Orrin Hatch, chairman of the Senate Judiciary Committee, says he would like to clear the backlog. "Playing politics with judges is unfair, and I am sick of it," he said in March. But those close to him say he's feeling pressure from the right, and indeed his remarks have become more combative. Last week he told a group of judges that he would refuse "to stand by to see judicial activists named to the federal bench."

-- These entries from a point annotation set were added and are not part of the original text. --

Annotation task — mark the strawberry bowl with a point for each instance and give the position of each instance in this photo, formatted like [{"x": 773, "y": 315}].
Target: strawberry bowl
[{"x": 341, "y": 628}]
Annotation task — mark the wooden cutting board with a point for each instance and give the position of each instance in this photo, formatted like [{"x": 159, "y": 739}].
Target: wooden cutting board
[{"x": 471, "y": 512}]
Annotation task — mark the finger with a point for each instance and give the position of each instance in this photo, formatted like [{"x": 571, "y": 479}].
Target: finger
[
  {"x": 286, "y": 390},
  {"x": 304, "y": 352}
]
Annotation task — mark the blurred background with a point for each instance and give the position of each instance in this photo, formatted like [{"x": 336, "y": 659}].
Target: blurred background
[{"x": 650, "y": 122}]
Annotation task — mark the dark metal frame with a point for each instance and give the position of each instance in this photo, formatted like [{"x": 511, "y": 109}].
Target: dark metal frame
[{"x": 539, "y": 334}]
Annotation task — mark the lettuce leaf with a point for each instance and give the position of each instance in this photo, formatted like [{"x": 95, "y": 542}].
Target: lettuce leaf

Republicans are also aiming rocket launchers at those lucky enough to have already been issued their robes. Proposals range from having three-judge panels, rather than a single judge, hear challenges to ballot initiatives to radical notions like amending the Constitution to eliminate lifetime tenure. Lawmakers have taken to threatening impeachment proceedings against judges whose rulings they dislike. House majority whip Tom DeLay of Texas, a chief proponent of using the impeachment process much more freely than it is now, says he wants "to make an example" of someone this year. Some candidates they're considering: Judge Thelton Henderson in California, who struck down a voter-approved referendum ending state affirmative-action programs (he has since been reversed); Judge John Nixon in Tennessee, who has reversed several death-penalty convictions; and Judge Fred Biery in Texas, who has refused to seat a Republican sheriff and county commissioner because of a pending lawsuit challenging some absentee ballots. Not mentioned are judges like New York's John Sprizzo, who freed two men who had blocked access to an abortion clinic because they acted on religious grounds.
So far, the Republicans see no real downside to picking on the third branch of government. "Some of these rulings have inflamed mainstream America," says Clint Bolick of the conservative Institute for Justice. "So when the G.O.P. elevates this issue, it is seen as a winner."
It's ironic that these fusillades should be coming now, when even activists like Bolick concede that Clinton's nominees have been mostly moderate, and liberals are moaning that the President hasn't done enough to counteract the effect of 12 straight years of Republican court choices. But what it adds up to is "probably the most intense attack on the judiciary as an institution ever," says Robert Katzmann, a lawyer and political scientist who has written a book on Congress and the courts. "The framers of the Constitution tried to create a system in which judges would feel insulated from political retribution. That's being undermined."